Another reasonable approach in anti-aging pharmacology is evaluation of the geroprotective potential of medications already approved by regulatory authorities for treating various pathological conditions related to aging. Among them, metformin, statins, beta-blockers, thiazolidinediones, newer generation β-adrenergic receptor inhibitors, renin-angiotensin-aldosterone system inhibitors, as well as anti-inflammatory medications appear to be the most promising drug candidates in this respect. The safety of these drugs has been confirmed in a number of clinical trials. This is also compelling evidence that they may improve health, well-being and physiological functioning in elderly patients suffering from chronic pathologies. One problem is that these substances are not used currently for treating age-related pathological conditions in the absence of clinical manifestations of particular illness. There are, however, good reasons to suggest that these agents could theoretically be redirected to preventing or treating other syndromes or conditions commonly associated with aging.

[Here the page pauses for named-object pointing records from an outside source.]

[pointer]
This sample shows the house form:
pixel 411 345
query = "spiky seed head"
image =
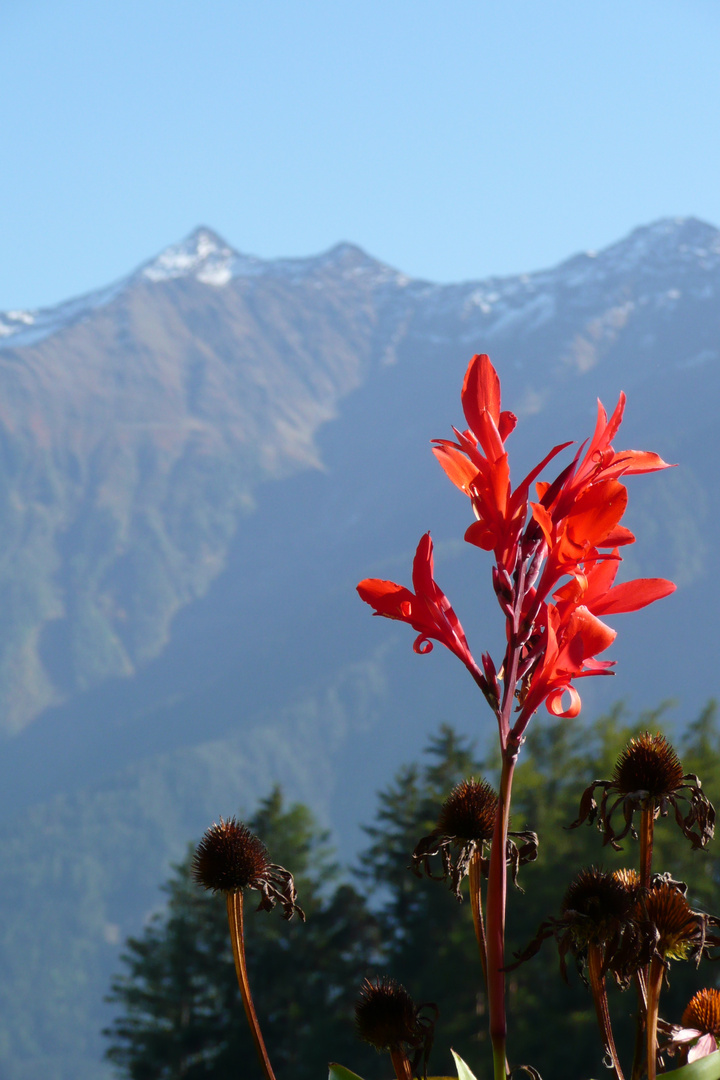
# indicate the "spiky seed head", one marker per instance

Despite an extraordinary rapid technological progress in pharmacology, there are few new preparations in the development pipeline now. Thereby, drugs generated on the basis of new knowledge gained from biogerontological research that can delay or prevent most age-associated disorders would apparently become “blockbusters” of modern pharmaceutical industry and market. That follows the idea that the extension of the healthy life expectancy by slowing aging process is the most efficient way to combat aging-related chronic illnesses and disabling conditions representing serious medical, social and economic issue in modern societies. This idea is referred to as the “longevity dividend” in the contemporary literature. Discovery and development of anti-aging drugs could likely provide an opportunity for revitalization of the drug development pipeline. Indeed, if it would be possible to slow down the aging process per se, then that would allow delay or prevent most aging-related disorders rather than combating them one by one, which is the conventional approach in the present-day disease-based paradigm of drug development.